The AI industry has always been very competitive, and it’s getting even more so. A relatively small group of AI labs are slugging it out to release the smartest models, and, by extension, the smartest chatbots. Ever since OpenAI released its ChatGPT chatbot three years ago, the upstart company has been seen as the leader, but that status has been called into serious question by Google’s new Gemini 3 Pro model (and the Gemini app).
ChatGPT has grown quickly. The official number is 800 million weekly active users. Google’s number is 650 million monthly active users for the Gemini chatbot. So, apples and oranges. SimilarWeb provides a somewhat better comparison, saying that Gemini’s share of web traffic grew from 5.7% a year ago to more than 15% today. Meanwhile, ChatGPT’s 87% share a year ago shrunk to 71.3% today.
OpenAI is feeling the pressure from Gemini (and probably from Anthropic’s new Claude Opus 4.5 model). CEO Sam Altman sent a memo to staff Monday declaring a “code red” effort to improve ChatGPT, according to The Information and other outlets. The effort includes reducing investments in enhancing the health information available on ChatGPT, as well as reducing work on the shopping experience, and the advertising that could go around that. “Our focus now is to keep making ChatGPT more capable, continue growing, and expand access around the world—while making it feel even more intuitive and personal,” ChatGPT product lead Nick Turley tweeted Monday.

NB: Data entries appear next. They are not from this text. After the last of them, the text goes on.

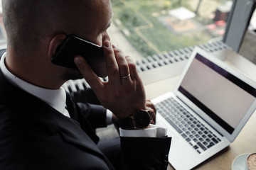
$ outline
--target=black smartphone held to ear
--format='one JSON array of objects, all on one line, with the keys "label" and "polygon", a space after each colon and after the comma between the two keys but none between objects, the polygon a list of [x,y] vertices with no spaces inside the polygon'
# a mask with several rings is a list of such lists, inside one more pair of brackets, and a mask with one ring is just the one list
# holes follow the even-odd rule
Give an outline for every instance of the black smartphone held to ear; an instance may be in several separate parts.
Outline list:
[{"label": "black smartphone held to ear", "polygon": [[71,69],[78,70],[74,57],[82,56],[98,76],[107,76],[103,47],[73,35],[69,35],[56,50],[52,63]]}]

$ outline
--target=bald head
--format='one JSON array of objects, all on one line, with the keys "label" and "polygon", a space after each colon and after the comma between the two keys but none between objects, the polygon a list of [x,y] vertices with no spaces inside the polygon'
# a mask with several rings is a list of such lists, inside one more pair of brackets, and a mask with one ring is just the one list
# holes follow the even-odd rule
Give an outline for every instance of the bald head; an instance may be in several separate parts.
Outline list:
[{"label": "bald head", "polygon": [[88,23],[95,21],[95,16],[104,15],[97,8],[107,2],[109,1],[3,0],[8,45],[26,55],[58,33],[86,38],[92,29]]}]

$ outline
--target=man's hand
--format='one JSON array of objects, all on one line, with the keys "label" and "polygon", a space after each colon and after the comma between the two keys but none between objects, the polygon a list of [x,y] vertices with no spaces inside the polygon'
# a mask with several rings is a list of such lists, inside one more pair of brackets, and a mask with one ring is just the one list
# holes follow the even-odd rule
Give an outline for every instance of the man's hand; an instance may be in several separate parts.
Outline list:
[{"label": "man's hand", "polygon": [[117,118],[133,115],[146,108],[145,91],[134,63],[110,42],[103,42],[109,81],[102,82],[81,56],[75,63],[94,90],[101,104]]}]

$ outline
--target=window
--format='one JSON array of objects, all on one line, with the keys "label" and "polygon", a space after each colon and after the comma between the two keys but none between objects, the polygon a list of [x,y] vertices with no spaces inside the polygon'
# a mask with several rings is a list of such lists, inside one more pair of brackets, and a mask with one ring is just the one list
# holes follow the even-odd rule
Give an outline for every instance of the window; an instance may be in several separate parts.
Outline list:
[{"label": "window", "polygon": [[147,57],[222,40],[233,1],[112,0],[112,4],[114,24]]}]

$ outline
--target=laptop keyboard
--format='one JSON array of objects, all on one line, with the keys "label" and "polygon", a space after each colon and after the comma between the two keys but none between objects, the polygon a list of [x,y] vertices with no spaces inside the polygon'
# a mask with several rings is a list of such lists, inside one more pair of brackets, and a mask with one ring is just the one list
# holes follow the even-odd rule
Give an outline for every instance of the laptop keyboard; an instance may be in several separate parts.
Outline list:
[{"label": "laptop keyboard", "polygon": [[198,154],[221,141],[173,98],[156,103],[155,106],[157,112]]}]

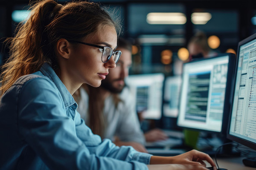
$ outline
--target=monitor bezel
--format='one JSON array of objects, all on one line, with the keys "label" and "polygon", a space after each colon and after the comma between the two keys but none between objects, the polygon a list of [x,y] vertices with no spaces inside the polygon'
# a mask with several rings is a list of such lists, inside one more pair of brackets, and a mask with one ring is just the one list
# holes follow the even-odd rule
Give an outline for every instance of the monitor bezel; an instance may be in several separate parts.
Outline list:
[{"label": "monitor bezel", "polygon": [[231,99],[232,99],[232,100],[231,100],[231,107],[230,107],[230,114],[229,114],[229,120],[228,120],[228,128],[227,128],[227,137],[228,139],[231,140],[232,141],[235,141],[236,142],[237,142],[238,143],[239,143],[239,144],[241,144],[243,145],[247,146],[248,147],[250,147],[251,148],[252,148],[254,150],[256,150],[256,143],[253,142],[250,142],[250,141],[248,141],[248,140],[245,139],[244,139],[241,138],[240,138],[239,137],[234,136],[233,135],[230,134],[230,123],[231,123],[231,117],[232,117],[232,109],[233,108],[233,101],[234,100],[234,95],[235,95],[235,86],[236,85],[236,76],[237,76],[237,69],[238,69],[238,62],[239,62],[239,57],[238,57],[239,55],[239,54],[240,54],[240,47],[241,47],[241,45],[245,44],[247,43],[248,43],[249,42],[250,42],[250,41],[251,41],[252,40],[254,40],[256,39],[256,34],[254,34],[252,35],[251,35],[250,37],[248,37],[242,40],[241,41],[240,41],[239,43],[238,43],[238,48],[237,48],[237,57],[236,57],[236,69],[235,70],[235,71],[234,71],[234,81],[233,81],[233,89],[232,89],[232,96],[231,97]]},{"label": "monitor bezel", "polygon": [[[216,56],[214,57],[197,59],[197,60],[195,60],[192,61],[191,62],[189,62],[184,63],[184,65],[185,65],[186,64],[190,64],[192,62],[200,62],[200,61],[205,61],[207,60],[211,60],[212,59],[213,59],[215,58],[218,58],[218,57],[220,58],[220,57],[225,57],[225,56],[228,56],[229,61],[228,61],[228,69],[227,69],[227,82],[226,82],[226,90],[225,90],[226,92],[225,92],[225,99],[224,101],[224,113],[228,113],[223,114],[222,124],[221,125],[221,131],[218,132],[218,131],[215,131],[207,130],[204,130],[204,129],[197,129],[197,128],[185,127],[185,126],[181,126],[180,125],[178,125],[178,120],[179,117],[180,115],[180,112],[179,112],[180,111],[180,109],[179,109],[179,113],[178,114],[178,116],[177,117],[177,125],[178,127],[182,128],[183,129],[190,129],[190,130],[195,130],[195,131],[204,131],[204,132],[207,132],[207,133],[214,133],[214,134],[222,134],[222,135],[224,135],[224,136],[226,136],[227,135],[227,127],[224,125],[224,122],[227,122],[229,117],[229,113],[230,113],[229,111],[230,109],[230,105],[231,105],[230,100],[230,99],[229,98],[229,97],[230,96],[231,91],[230,90],[229,87],[231,87],[231,83],[232,83],[231,82],[232,82],[232,79],[233,78],[233,71],[234,70],[234,67],[235,66],[235,61],[236,61],[236,60],[235,60],[236,54],[233,54],[233,53],[229,53],[219,54],[217,56]],[[183,71],[182,77],[182,80],[183,80],[183,79],[184,78],[183,76],[184,76],[184,74],[183,74],[183,73],[184,72],[184,71],[183,71],[184,65],[183,66]],[[181,87],[182,87],[183,86],[183,81],[182,80]],[[181,97],[180,97],[180,102],[182,102]]]}]

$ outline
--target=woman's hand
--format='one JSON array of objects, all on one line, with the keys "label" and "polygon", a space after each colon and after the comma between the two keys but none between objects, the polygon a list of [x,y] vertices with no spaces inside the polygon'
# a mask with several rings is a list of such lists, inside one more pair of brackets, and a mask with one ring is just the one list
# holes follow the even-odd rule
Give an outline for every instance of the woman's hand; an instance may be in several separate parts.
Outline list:
[{"label": "woman's hand", "polygon": [[199,164],[205,166],[205,163],[203,161],[208,162],[212,167],[216,167],[213,160],[209,155],[195,150],[175,156],[152,156],[150,160],[150,164],[193,164],[199,163]]}]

In a wider sense, OpenAI is losing billions, and spending billions, a fact that must make its investors both nervous and curious. Leaked documents and analyst estimates show OpenAI will lose between $9 billion and $11 billion in 2025 (spending roughly $22 billion while bringing in about $13 billion in revenue). The company recently told investors that its spending through 2029 could rise to $115 billion. Altman has said his company, partners, and investors will commit as much as $1.4 trillion to infrastructure (chips, data centers, etc.) in the next eight years.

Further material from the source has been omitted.